Nintendo just published its financial results for Fiscal Year 2014, and they don’t look overly positive, slightly worse than what was expected. Nintendo reported a staggering loss of $456 million for the past financial year. The blame is being laid largely on the Wii U. Sadly like last year Iwata claims that this incoming financial year will see a return to operating profit and millions more consoles sold. Honestly its hard to believe what Iwata says with the numbers right in front of us, but hey its Nintendo and one thing they are good at is making games and proving everyone wrong…Wait that was two things..Moving on.
We also learned that the Wii U has sold 6.17 million units as of March 31st, while the 3DS reached the much more flattering amount of 43 million units. Wii U software sales now total 32.28 million, while 162.92 million 3DS games have been sold.
An extensive statement about the future management policies for the company was also made:
“In the belief that the true value of entertainment lies in individuality, Nintendo continues to provide unique products and services by positioning as its core management strategy the dedicated video game platform business of hardware and software integration, in which Nintendo can best leverage its strengths. In addition, by introducing Nintendo Network IDs and taking advantage of smart devices, for example, Nintendo strives to strengthen its efforts to build a long-term relationship with its consumers and expand the market of its own platforms.
Moreover, by redefining entertainment as something that improves people’s QOL (Quality of Life) in enjoyable ways, Nintendo aims to deploy a new platform business that improves people’s QOL in enjoyable ways in a new field that is different from that of dedicated video game systems.

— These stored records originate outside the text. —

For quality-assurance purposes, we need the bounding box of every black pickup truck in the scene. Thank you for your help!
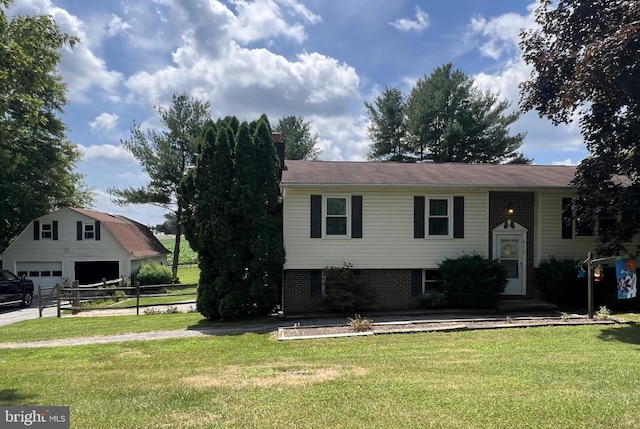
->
[0,269,34,308]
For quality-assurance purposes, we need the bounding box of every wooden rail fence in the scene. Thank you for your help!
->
[38,277,197,317]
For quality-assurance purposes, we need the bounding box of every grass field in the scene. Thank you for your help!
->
[157,234,197,265]
[2,320,640,428]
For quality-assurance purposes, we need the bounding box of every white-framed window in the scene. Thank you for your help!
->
[324,195,349,237]
[84,223,95,239]
[562,198,619,238]
[427,196,452,238]
[41,223,52,239]
[423,269,441,294]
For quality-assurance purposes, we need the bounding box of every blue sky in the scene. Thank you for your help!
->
[8,0,586,226]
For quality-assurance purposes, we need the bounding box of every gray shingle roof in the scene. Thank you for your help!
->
[281,160,577,188]
[69,208,171,258]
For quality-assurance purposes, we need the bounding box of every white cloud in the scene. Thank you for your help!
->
[106,14,131,36]
[78,144,136,164]
[469,13,531,60]
[552,159,577,166]
[390,6,429,33]
[89,113,119,133]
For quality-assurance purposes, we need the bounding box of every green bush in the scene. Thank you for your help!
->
[536,256,586,307]
[439,255,507,308]
[321,263,371,313]
[419,289,448,309]
[136,262,173,286]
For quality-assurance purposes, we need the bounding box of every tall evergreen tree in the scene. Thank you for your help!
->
[0,0,92,252]
[273,115,321,160]
[406,63,526,163]
[181,116,284,320]
[364,64,529,164]
[365,87,409,162]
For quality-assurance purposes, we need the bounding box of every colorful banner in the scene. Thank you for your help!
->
[615,257,637,299]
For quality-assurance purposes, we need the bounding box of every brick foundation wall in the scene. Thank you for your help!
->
[282,269,419,314]
[488,191,538,297]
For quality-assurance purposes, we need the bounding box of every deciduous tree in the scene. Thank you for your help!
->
[0,0,92,252]
[520,0,640,254]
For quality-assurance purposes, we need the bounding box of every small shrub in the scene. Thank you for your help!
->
[136,262,173,287]
[536,257,586,307]
[165,306,180,314]
[347,313,372,332]
[439,255,507,309]
[419,290,448,309]
[143,308,162,315]
[561,312,570,322]
[321,263,371,312]
[597,305,611,320]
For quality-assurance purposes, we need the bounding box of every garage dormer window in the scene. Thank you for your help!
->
[41,223,52,239]
[84,223,95,239]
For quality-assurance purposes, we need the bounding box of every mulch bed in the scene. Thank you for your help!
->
[278,316,624,340]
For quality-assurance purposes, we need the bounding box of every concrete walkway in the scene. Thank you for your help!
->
[0,309,568,349]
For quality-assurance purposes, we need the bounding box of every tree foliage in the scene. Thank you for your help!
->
[0,0,92,252]
[365,87,409,161]
[520,0,640,254]
[365,64,528,163]
[181,116,284,320]
[273,115,321,160]
[109,93,211,276]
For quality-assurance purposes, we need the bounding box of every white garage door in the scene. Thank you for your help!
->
[16,261,63,293]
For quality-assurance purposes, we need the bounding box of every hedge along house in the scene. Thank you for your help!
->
[280,160,602,314]
[1,208,170,293]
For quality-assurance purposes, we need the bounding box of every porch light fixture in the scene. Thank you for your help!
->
[503,205,515,228]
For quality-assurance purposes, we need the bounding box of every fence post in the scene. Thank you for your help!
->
[56,283,61,318]
[38,285,42,318]
[134,274,140,316]
[587,252,594,319]
[73,280,80,313]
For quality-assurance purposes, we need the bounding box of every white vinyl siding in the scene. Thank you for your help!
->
[536,192,598,265]
[283,187,488,270]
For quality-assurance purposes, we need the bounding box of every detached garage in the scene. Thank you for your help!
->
[1,208,170,290]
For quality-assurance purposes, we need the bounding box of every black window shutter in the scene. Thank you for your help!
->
[351,195,362,238]
[453,196,464,238]
[52,221,58,241]
[414,196,425,238]
[33,220,40,241]
[310,270,322,297]
[310,195,322,238]
[77,221,83,240]
[411,269,423,297]
[95,220,101,240]
[562,198,573,239]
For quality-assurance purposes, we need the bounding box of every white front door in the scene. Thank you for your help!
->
[493,223,527,296]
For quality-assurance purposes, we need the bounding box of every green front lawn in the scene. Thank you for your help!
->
[2,321,640,428]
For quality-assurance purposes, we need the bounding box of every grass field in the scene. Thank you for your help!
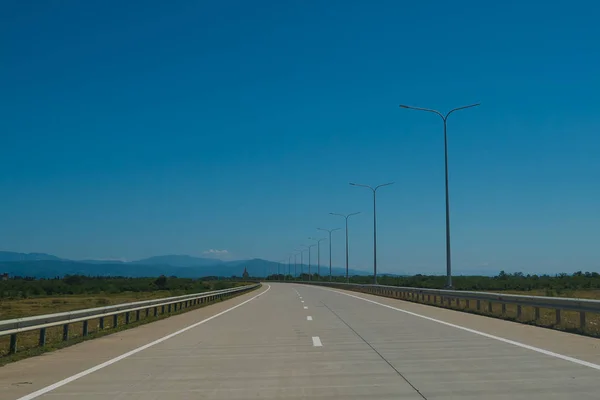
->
[0,284,258,364]
[0,291,175,320]
[495,288,600,300]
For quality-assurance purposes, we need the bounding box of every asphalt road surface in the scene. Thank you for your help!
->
[1,283,599,399]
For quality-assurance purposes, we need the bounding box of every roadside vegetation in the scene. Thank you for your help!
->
[0,275,250,320]
[269,271,600,337]
[0,276,257,363]
[270,271,600,299]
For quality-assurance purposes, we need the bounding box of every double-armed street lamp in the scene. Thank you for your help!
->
[298,247,308,280]
[329,212,361,283]
[349,182,394,284]
[317,227,341,281]
[302,244,316,280]
[309,237,327,278]
[399,103,480,288]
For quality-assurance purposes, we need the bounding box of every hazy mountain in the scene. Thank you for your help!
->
[0,251,373,278]
[132,255,223,268]
[78,259,126,264]
[0,251,63,262]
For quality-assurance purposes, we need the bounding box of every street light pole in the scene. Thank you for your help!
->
[309,237,327,279]
[299,248,308,280]
[318,228,341,281]
[349,182,394,284]
[303,244,316,280]
[294,252,298,278]
[399,103,480,288]
[330,212,361,283]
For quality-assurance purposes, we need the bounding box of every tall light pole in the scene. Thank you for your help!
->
[288,255,292,280]
[309,237,327,279]
[302,244,316,280]
[299,248,308,280]
[293,252,299,278]
[330,212,360,283]
[318,227,341,281]
[399,103,480,288]
[349,182,394,284]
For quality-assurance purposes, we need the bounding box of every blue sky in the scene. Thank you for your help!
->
[1,0,599,275]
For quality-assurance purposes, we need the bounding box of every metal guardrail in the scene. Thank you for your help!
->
[294,281,600,331]
[0,284,260,355]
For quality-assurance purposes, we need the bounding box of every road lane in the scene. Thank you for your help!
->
[301,283,600,399]
[2,282,599,399]
[8,283,425,399]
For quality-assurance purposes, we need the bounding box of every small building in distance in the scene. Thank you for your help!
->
[1,273,8,281]
[242,267,249,279]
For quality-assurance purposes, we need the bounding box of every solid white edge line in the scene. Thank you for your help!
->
[16,284,272,400]
[307,316,313,321]
[317,286,600,371]
[312,336,322,347]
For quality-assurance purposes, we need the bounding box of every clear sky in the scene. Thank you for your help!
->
[1,0,599,275]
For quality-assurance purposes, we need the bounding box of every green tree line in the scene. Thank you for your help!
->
[266,271,600,294]
[0,275,249,299]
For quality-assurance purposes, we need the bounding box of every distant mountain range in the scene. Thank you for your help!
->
[0,251,372,279]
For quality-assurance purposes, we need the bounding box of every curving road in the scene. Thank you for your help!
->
[1,283,599,399]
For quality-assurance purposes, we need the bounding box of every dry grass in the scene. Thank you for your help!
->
[0,291,174,321]
[492,288,600,300]
[0,286,259,364]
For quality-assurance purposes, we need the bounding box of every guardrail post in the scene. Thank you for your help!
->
[555,309,561,325]
[63,324,69,341]
[580,312,586,330]
[145,308,149,318]
[9,334,17,354]
[39,328,47,346]
[517,305,522,319]
[168,304,172,313]
[466,299,470,309]
[488,301,493,313]
[125,312,130,324]
[154,307,158,317]
[162,305,165,313]
[83,320,89,336]
[476,300,481,311]
[535,307,540,320]
[113,314,118,328]
[136,310,141,321]
[501,303,506,315]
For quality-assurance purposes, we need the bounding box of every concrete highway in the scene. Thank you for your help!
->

The first theme will be health, and Nintendo plans to capitalize on being an entertainment company in devising a unique approach of its own.

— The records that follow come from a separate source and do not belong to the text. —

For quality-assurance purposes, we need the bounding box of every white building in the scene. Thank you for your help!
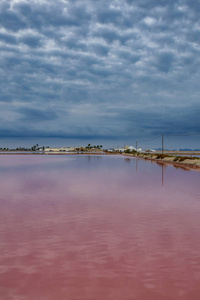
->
[125,146,136,151]
[116,146,137,152]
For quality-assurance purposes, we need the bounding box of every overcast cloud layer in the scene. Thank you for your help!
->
[0,0,200,145]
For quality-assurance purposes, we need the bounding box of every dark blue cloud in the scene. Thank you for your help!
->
[0,32,16,44]
[97,8,122,25]
[118,51,141,64]
[156,52,175,73]
[19,34,42,48]
[0,2,26,31]
[95,27,121,44]
[90,44,109,57]
[0,0,199,148]
[18,107,58,122]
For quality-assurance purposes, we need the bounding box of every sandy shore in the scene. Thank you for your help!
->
[124,153,200,171]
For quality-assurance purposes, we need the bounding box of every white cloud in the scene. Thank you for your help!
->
[143,17,156,26]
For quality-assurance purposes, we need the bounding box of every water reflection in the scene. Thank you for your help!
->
[128,157,165,187]
[0,155,200,300]
[87,155,103,163]
[157,163,167,188]
[124,157,131,164]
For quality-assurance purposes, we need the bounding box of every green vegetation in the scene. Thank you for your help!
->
[85,144,103,150]
[0,144,45,151]
[124,149,138,154]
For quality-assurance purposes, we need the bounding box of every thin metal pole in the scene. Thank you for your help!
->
[136,141,138,151]
[162,134,164,154]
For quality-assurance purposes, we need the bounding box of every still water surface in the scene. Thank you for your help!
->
[0,155,200,300]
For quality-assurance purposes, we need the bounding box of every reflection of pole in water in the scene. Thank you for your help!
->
[136,158,137,173]
[161,163,167,187]
[124,158,131,164]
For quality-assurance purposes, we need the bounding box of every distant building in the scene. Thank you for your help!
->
[125,146,136,151]
[116,146,137,152]
[117,148,125,152]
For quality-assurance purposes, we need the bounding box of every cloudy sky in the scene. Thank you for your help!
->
[0,0,200,148]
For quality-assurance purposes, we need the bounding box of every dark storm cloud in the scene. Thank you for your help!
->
[105,103,200,140]
[0,0,200,146]
[0,2,26,31]
[18,107,58,122]
[97,7,122,25]
[18,34,42,48]
[156,51,175,73]
[90,44,109,57]
[0,32,16,44]
[14,0,91,31]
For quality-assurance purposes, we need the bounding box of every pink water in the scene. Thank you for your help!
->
[0,155,200,300]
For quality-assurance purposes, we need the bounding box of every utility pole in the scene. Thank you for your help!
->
[136,141,138,152]
[162,134,164,154]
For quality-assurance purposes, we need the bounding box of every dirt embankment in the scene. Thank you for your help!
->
[124,153,200,171]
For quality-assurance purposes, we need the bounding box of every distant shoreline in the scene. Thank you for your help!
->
[0,151,105,155]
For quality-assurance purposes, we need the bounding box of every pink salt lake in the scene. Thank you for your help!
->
[0,155,200,300]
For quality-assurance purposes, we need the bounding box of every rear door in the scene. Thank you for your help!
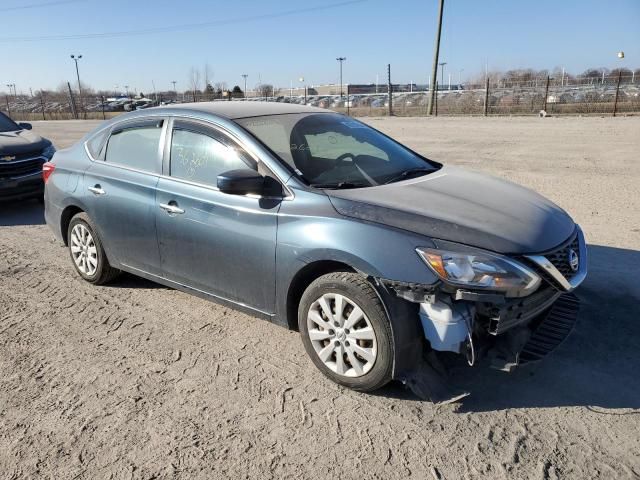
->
[155,118,281,313]
[83,117,165,275]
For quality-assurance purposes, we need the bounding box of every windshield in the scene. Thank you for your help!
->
[235,113,438,188]
[0,112,20,133]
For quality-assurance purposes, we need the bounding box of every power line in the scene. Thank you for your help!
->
[0,0,367,42]
[0,0,84,12]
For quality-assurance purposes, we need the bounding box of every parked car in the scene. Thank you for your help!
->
[43,102,586,400]
[0,112,55,202]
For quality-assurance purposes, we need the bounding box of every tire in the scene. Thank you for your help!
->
[298,272,394,392]
[67,212,120,285]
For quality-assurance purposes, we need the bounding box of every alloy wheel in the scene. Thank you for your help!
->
[70,223,98,276]
[306,293,377,377]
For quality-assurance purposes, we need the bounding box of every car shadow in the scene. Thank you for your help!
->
[105,272,169,290]
[379,244,640,411]
[0,199,45,226]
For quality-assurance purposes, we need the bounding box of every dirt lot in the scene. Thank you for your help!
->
[1,116,639,479]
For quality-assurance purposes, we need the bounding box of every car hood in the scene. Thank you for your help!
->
[327,165,575,254]
[0,129,49,156]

In addition, Nintendo strives to utilize its abundance of character IP more actively, providing its IP with more exposure in places other than video games, while achieving a certain level of profit from its licensing business at the same time.”
“With its mission to pleasantly surprise consumers and put smiles on the faces of everyone it touches, Nintendo will continue to offer new and unique propositions and contribute to the development of the home entertainment industry.”